Question: Do you know how many students are enrolled at Ari-Ben?
 

GatorFC

Well-Known Member
M. Green, are you roommates with the Swedish commercial pilot student? If you are, I think I might have met you when I was taking a tour of Ari Ben. I was the asian guy touring the school and housing with Scott, one of the CFI's.

In any case, I'm glad you are enjoying the training there, and I hope to be there soon as I have just sent in my application.
 

Cruise

Well-Known Member
In response to the question posed by AV737....no, I don't know the official figures on enrollment. For an official answer to that, I would recommend contacting the school directly via the 800 # on the website (800-635-9032).
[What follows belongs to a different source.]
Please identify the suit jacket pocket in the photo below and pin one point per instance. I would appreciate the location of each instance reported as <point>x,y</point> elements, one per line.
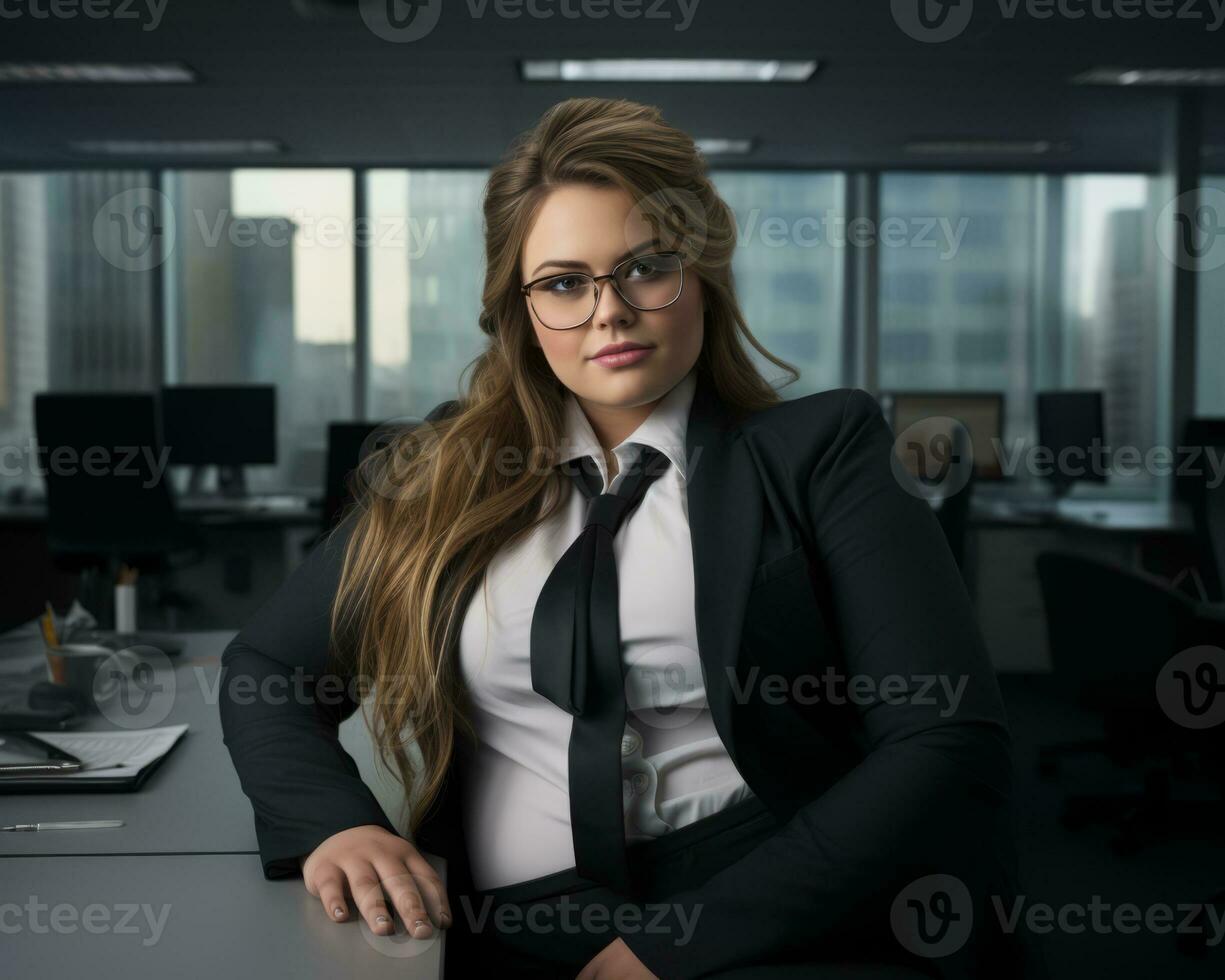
<point>779,567</point>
In response to Gator's question.....yes, that's me! I'm glad to hear you've chosen the Aviator.....hopefully you will enjoy it as much as I am/ have.

As always, any questions, feel free to contact me.
 

Cruise

Well-Known Member
Ok, some time has passed and my thread is ready for an update.

Instrument training is going well. There is a ton of knowledge to be learned and the flying is VERY procedural oriented. Shooting approaches has a ton of things to think about and look at,and it all happens at the same time.
However, with practice, it becomes easier and you learn what is important and when to do and not to do certain things.
After all, when you were just learning how to fly, the pattern work was difficult and the ground was coming at you very fast. At this stage of the game, landing is practically second nature; instrument training is no different, just a new stage of learning.

As for my personal progress. I recently started working to slow the bleeding from my bank account....so this has also slowed my training progress.
However, I'm only working just enough so I can pay my rent without using borrowed money for it. Works out to be around 20 hours (rarely less....sometimes more) per week.
That being said, I will still have my instrument rating completed in only 5 weeks (provided I pass my checkride on the 9th
).

All together, I am still on track to finish the program in no more than 6 months (0 to Hero....ie. all my ratings: private to instructor included), and maybe less if I keep up the hard work....





On a different note, I've noticed people talking about ATP on this thread and how they can finish everything in 3 months......
I don't doubt that it can be done.....In fact, I'm fairly certain that it is true, but I question your ability to retain all this information if you're just cramming it down your throat. More power to you, if you can.
However, I'm no dummy and I can't imagine being able to retain all this information in that short amount of time. Completing it in twice as much time is pushing the envelope IMHO. And yes, I realize everyone learns at a different rate.....and there might be someone out there who will have no problem with knowledge retention.....however, they will be the exception, not the norm.......so don't attack me for my opinions.
I have a friend who did his instrument rating in 10 days and he doesn't remember $&!#. So what good did it do for him?....Not much.
The question you should be asking yourself is: Are you trying to be the weekend warrior out for a joyride in your plane, or do you want to do this for a living? Makes a big difference.

As always, question, comments, concerns are welcome and can be directed to me via the thread or e-mail.